Поцелуй ее был мягким, прохладным, попахивал коньяком и цыпленком табака: все было, как ожидал Холодков, еще тогда, на пляже. Грудь была мягкой и полной — сосок затрепетал, напрягся под его рукой. Она тяжело задышала, однако вынула его руку из-под одеяла.
— На сегодня достаточно, — сказала она мягко.
— Адвентистка второго дня, — сказал Холодков и покосился на ребенка. Девочка спала на спине, под самой лампочкой, она могла в любую минуту открыть глаза.

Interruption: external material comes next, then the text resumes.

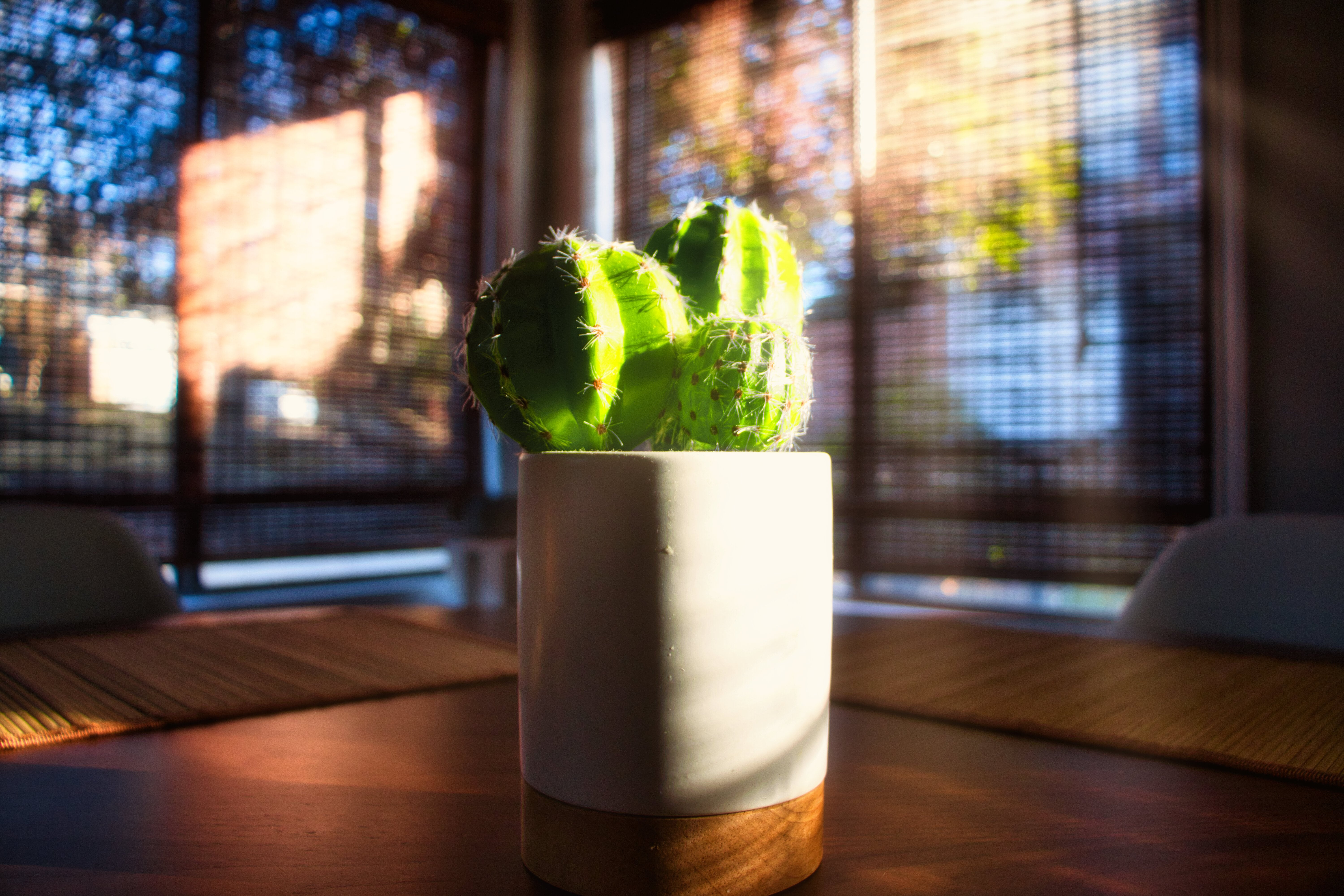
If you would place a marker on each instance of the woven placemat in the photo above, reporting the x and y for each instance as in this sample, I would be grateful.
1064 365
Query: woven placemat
1259 714
72 687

— Ох уж эти писатели, всегда скажут что-нибудь непонятное, — сказала она.
Он гладил ее и думал о том, что вот оно, ощущение привычного, ожиданного, узнаваемого. И желание пробуждается вместе с этим опознанием, но вот пройдет, вероятно, еще несколько лет, и останется только это вот узнавание, постылый опыт, а желание уйдет, угаснет навсегда — как подготовить себя к этому, как встретить угасание без горечи?
— Хорошо, приду завтра. Проводи меня, казачка, до плетня…
— Нет, до двери.
У двери она поцеловала его и сказала:
— А все-таки ты не такой нахал… Я думала…
Он обнял ее крепче и кивнул на ребенка:
— Дитя… Проснется…
— Ой, дитя у меня так крепко спит, так спит… — сказала она невинно.
Тогда он стал продвигаться назад, в комнату, к ее постели, а она приговаривала что-то, то ли упрекая, то ли подбадривая: «Ну, ну, ну, вот, только стоит похвалить… Ладно, давай я сама, все сама, только не шуми, пожалуйста, Боже, какие страсти, ай, все порвешь, тише, тише, дитя проснется, и там ведь соседи, что подумают соседи, хозяйка и так уже говорит…» Она не сказала ему, что говорит хозяйка, и Холодков догадался, что хозяйка выговаривала ей за молдавского писателя, так что она вспомнила некстати и замолчала, спохватившись. И еще Холодков подумал, уже вступив в свою любимую игру и утеху, что вот сообразил же он, отчего она замолчала, а стало быть, есть еще много вещей, о которых он способен думать сейчас, и потому, наверное, не годится он для любви, а годится непонятно для чего — может, для своего сочинительского дела и для Аркашиной потребы. Об этом он беседовал только вчера на пляже с начинающей поэтессой, у которой был роман с африканским студентом — вот уж кто, по ее словам, отдается своему занятию целиком, без задних мыслей… «С одними передними, — подумал Холодков. — Неплохо, может, встану и запишу… Как писатель Октябрев-Говорухо на ложе у массажистки».
— Да, да, да… Так, так… — приговаривала она. — Ты милый, очень милый… И конечно, ты нахал… Все вы нахалы… Но приятный. Очень милый…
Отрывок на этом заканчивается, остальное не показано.